Ora, o que é seguramente desejável a médio e a longo termo vem colocar em
perigo o relançamento rápido que a nova equipa da Casa Branca prevê
conseguir através do consumo e do endividamento. *«Se não fizermos nada,
esta recessão pode durar anos»*, preveniu Obama, desejoso de que o seu
programa de despesas suplementares de 775 mil milhões de dólares, composto
por despesas públicas e diminuições de impostos, seja adotado o mais
depressa possível pelo Congresso. Será este programa suficiente? Alguns
economistas democratas como Paul Krugman consideram-no insuficiente e mal
concebido [3 <http://pt.mondediplo.com/spip.php?article438#nb3>].

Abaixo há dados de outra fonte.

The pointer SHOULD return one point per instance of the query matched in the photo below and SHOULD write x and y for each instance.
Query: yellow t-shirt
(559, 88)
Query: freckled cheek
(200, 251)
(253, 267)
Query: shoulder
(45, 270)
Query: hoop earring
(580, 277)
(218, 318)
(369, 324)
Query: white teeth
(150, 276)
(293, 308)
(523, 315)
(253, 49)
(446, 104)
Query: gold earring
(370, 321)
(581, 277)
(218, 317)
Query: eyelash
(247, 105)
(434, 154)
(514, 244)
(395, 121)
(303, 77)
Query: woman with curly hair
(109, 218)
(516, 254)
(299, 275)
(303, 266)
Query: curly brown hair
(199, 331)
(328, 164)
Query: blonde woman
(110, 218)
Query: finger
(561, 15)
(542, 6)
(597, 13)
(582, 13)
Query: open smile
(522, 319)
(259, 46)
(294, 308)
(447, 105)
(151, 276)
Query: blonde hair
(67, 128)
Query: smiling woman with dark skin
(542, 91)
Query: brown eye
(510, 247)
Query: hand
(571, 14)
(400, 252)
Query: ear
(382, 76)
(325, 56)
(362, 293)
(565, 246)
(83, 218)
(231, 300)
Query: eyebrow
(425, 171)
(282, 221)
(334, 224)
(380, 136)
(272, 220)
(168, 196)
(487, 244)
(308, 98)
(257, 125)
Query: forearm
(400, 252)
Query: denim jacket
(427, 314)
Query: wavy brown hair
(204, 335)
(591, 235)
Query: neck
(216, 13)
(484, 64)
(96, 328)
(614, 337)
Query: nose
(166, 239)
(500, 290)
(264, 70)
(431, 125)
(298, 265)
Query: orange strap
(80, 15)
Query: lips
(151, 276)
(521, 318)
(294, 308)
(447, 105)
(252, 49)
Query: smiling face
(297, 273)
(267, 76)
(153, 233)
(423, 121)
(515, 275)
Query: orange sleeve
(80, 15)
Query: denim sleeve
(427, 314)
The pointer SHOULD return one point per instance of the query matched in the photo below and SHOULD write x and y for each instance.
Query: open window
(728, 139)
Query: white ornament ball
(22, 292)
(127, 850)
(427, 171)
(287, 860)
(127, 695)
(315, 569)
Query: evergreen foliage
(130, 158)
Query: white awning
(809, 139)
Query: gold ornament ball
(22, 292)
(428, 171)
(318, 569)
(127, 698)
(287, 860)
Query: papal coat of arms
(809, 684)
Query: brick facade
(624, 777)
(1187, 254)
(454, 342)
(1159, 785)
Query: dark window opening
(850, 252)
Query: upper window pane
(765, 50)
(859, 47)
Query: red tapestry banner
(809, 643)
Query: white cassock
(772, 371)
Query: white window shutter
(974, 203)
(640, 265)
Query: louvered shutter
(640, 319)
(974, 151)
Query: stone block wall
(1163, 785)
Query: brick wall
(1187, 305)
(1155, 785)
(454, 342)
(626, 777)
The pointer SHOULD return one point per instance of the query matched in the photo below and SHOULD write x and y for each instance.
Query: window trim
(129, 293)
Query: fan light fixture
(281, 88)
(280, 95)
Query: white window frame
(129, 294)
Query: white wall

A situação internacional também não parece prestar-se a resultados
imediatos. Deliberadamente ou não, os dirigentes israelitas colocaram o seu
grande aliado perante um fato consumado – uma guerra particularmente
impopular no mundo árabe – e obrigaram o novo presidente a dedicar-se
imediatamente a um dossiê minado que não era de forma alguma uma sua
prioridade. A parcialidade que Obama poderá demonstrar nesta situação, uma
vez que já ninguém imagina que os Estados Unidos possam vir a defender uma
posição equilibrada no Médio Oriente, poderá enfraquecer muito depressa a
sua popularidade internacional.

Contudo, nem tudo se resume a um homem, mesmo que novo. Até porque a
novidade é muito menos visível quando se examina as escolhas feitas por
Obama para o seu gabinete. Se há uma ministra do Trabalho próxima dos
sindicatos, Hilda Solis, que promete uma ruptura com as políticas
anteriores, há também uma ministra dos Negócios Estrangeiros, Hillary
Clinton, cujas orientações diplomáticas cortam menos com o passado, e um
ministro da Defesa, Robert Gates, simplesmente herdado da administração
Bush. Quanto à diversidade da equipa, não é seguramente de natureza
sociológica. Entre as trinta e cinco primeiras nomeações de Obama contam-se
vinte e dois diplomados por uma universidade de elite americana ou por um
distinto colégio universitário britânico… Faz lembrar um pouco o regresso à
«competência», aos *«best and brightest»* (os melhores e os mais brilhantes)
da administração Kennedy-Johnson. A imodéstia que caracteriza este gênero de
indivíduos condu-los por vezes a fazerem presunções sobre as suas forças e a
tornarem-se os arquitetos de catástrofes planetárias, como se observou
durante a Guerra do Vietnam. Nos tempos que correm, a ameaça mais temível
nos Estados Unidos é o atolamento «centrista» e não a audácia do *«Yes, we
can»*.

domingo 18 de Janeiro de 2009
Notas

[1 <http://pt.mondediplo.com/spip.php?article438#nh1>] Ler «Timetable for
Iraq too slow for Obama», *International Herald Tribune*, 15 de Janeiro de
2009.

[2 <http://pt.mondediplo.com/spip.php?article438#nh2>] Cf. «Hard-Hit
Families Finally Start Saving, Aggravating Nation's Economic
Woes<http://online.wsj.com/article/SB123120525879656021.html>»,
*The Wall Street Journal*, 6 de Janeiro de 2009.

[3 <http://pt.mondediplo.com/spip.php?article438#nh3>] Paul Krugman, «The
Obama Gap <http://www.nytimes.com/2009/01/09/opinion/09krugman.html>», *The
New York Times*, 8 de Janeiro de 2009.